Iceberg Rest Catalog + OSS 实践踩坑记录:Polaris x-amz-content-sha256 报错 与 Nessie 配置

最近在做查询引擎Iceberg 性能测试,主要是环境准备、测试集准备、性能测试开展。

本篇只包括环境准备部分,记录下环境准备过程,几个方面:

  1. Catalog:尽量贴合生产,需要主流的catalog type,且性能测试在国内,所以Glue、Snowflake Catalog 等都用不了,只能自己部署1套catalog 服务。
  2. Storage:性能测试机器在国内,海外的对象存储是用不了了(比如S3,Azure,GCS),只能用国内的(比如OSS,COS,OBS)且可能由于catalog server没支持到位,只能走S3协议。
  3. Query Engine:保证选的catalog type 几种查询引擎都支持。

过滤以上几个条件,环境情况如下

Type System
catalog type Rest catalog Polaris, Nessie
storage scheme S3 OSS
query engine Doris, Trino

以下集成情况二选一

  1. Doris/Trino + Polaris + OSS
  2. Doris/Trino + Nessie + OSS

Polaris

先说下结论,最新Polaris版本(1.2.0)+ OSS(S3协议) 跑不起来,会有个报错

复制代码
2025-12-12 17:13:45,460 INFO  [org.apa.pol.ser.exc.IcebergExceptionMapper] [4a2120d6-8520-441d-b502-a090f890b03d_0000000000000000030,POLARIS] [,,,] (executor-thread-1) Handling runtimeException aws-chunked encoding is not supported with the specified x-amz-content-sha256 value. (Service: S3, Status Code: 400, Request ID: 693C4D496D7461373771398C) (SDK Attempt Count: 1)

参考两个文档
0002-00000427
使用AWS SDK访问OSS

大概意思这个x-amz-content-sha256 header 不能传,Polaris也没配置参数可以控制这个。

在最新Polaris版本(1.2.0)加了个开关stsUnavailable 支持 Polaris 适配所有支持S3协议的对象存储。
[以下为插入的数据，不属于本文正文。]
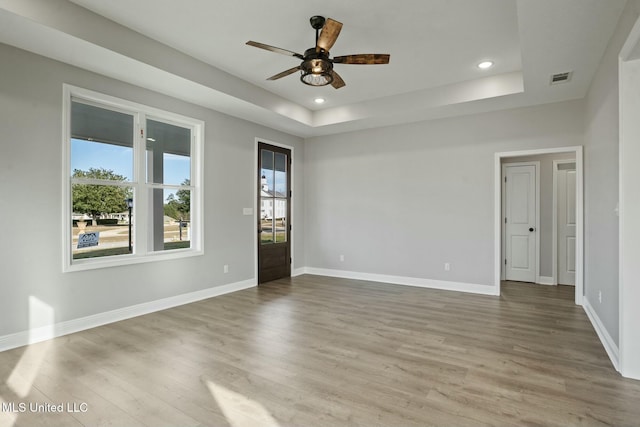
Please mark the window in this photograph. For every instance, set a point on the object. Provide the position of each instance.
(131, 182)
在1.2.0 之前,因为必须要走标准的S3 STS鉴权,所以老版本Polaris OSS肯定用不了。

这里有个小插曲,release note里stsUnavailable这个参数拼写错了,导致一直走STS鉴权,花了点时间折腾了下。最终通过日志发现这个参数没设置上,文档上拼写错的,复制错了。
Polaris 1.2.0 release note

当然,顺手提个PR fix下
https://github.com/apache/polaris/pull/3262

附上Polaris + OSS的docker yaml

参考quickstart和ceph example 改的

复制代码
services:

  polaris:
    image: apache/polaris:latest
    ports:
      # API port
      - "8181:8181"
      # Management port (metrics and health checks)
      - "8182:8182"
      # Optional, allows attaching a debugger to the Polaris JVM
      - "5005:5005"
    environment:
      JAVA_DEBUG: true
      JAVA_DEBUG_PORT: "*:5005"
      AWS_REGION: cn-beijing
      AWS_ACCESS_KEY_ID: xxxx
      AWS_SECRET_ACCESS_KEY: xxxx
      AWS_ENDPOINT: http://oss-cn-beijing-internal.aliyuncs.com
      POLARIS_BOOTSTRAP_CREDENTIALS: POLARIS,root,s3cr3t
      polaris.realm-context.realms: POLARIS
      quarkus.otel.sdk.disabled: "true"
    healthcheck:
      test: ["CMD", "curl", "http://localhost:8182/q/health"]
      interval: 2s
      timeout: 10s
      retries: 10
      start_period: 10s

  polaris-setup:
    image: alpine/curl
    depends_on:
      polaris:
        condition: service_healthy
    environment:
      - CLIENT_ID=${ROOT_CLIENT_ID:-root}
      - CLIENT_SECRET=${ROOT_CLIENT_SECRET:-s3cr3t}
      - CATALOG_NAME=${CATALOG_NAME:-quickstart_catalog}
      - REALM=${POLARIS_REALM:-POLARIS}
      - BASE_LOCATION=${BASE_LOCATION:-s3://xxx/polaris_warehouse}
      - S3_ENDPOINT=${S3_ENDPOINT:-http://oss-cn-beijing-internal.aliyuncs.com}

    entrypoint: /bin/sh
    command:
      - -c
      - |
        set -ex
        sleep 10
        sed -i 's/dl-cdn.alpinelinux.org/mirrors.aliyun.com/g' /etc/apk/repositories
        apk add --no-cache jq
        echo "Obtaining root access token..."
        TOKEN_RESPONSE=$$(curl -s -X POST http://polaris:8181/api/catalog/v1/oauth/tokens \
          -H 'Content-Type: application/x-www-form-urlencoded' \
          -d "grant_type=client_credentials&client_id=$${CLIENT_ID}&client_secret=$${CLIENT_SECRET}&scope=PRINCIPAL_ROLE:ALL")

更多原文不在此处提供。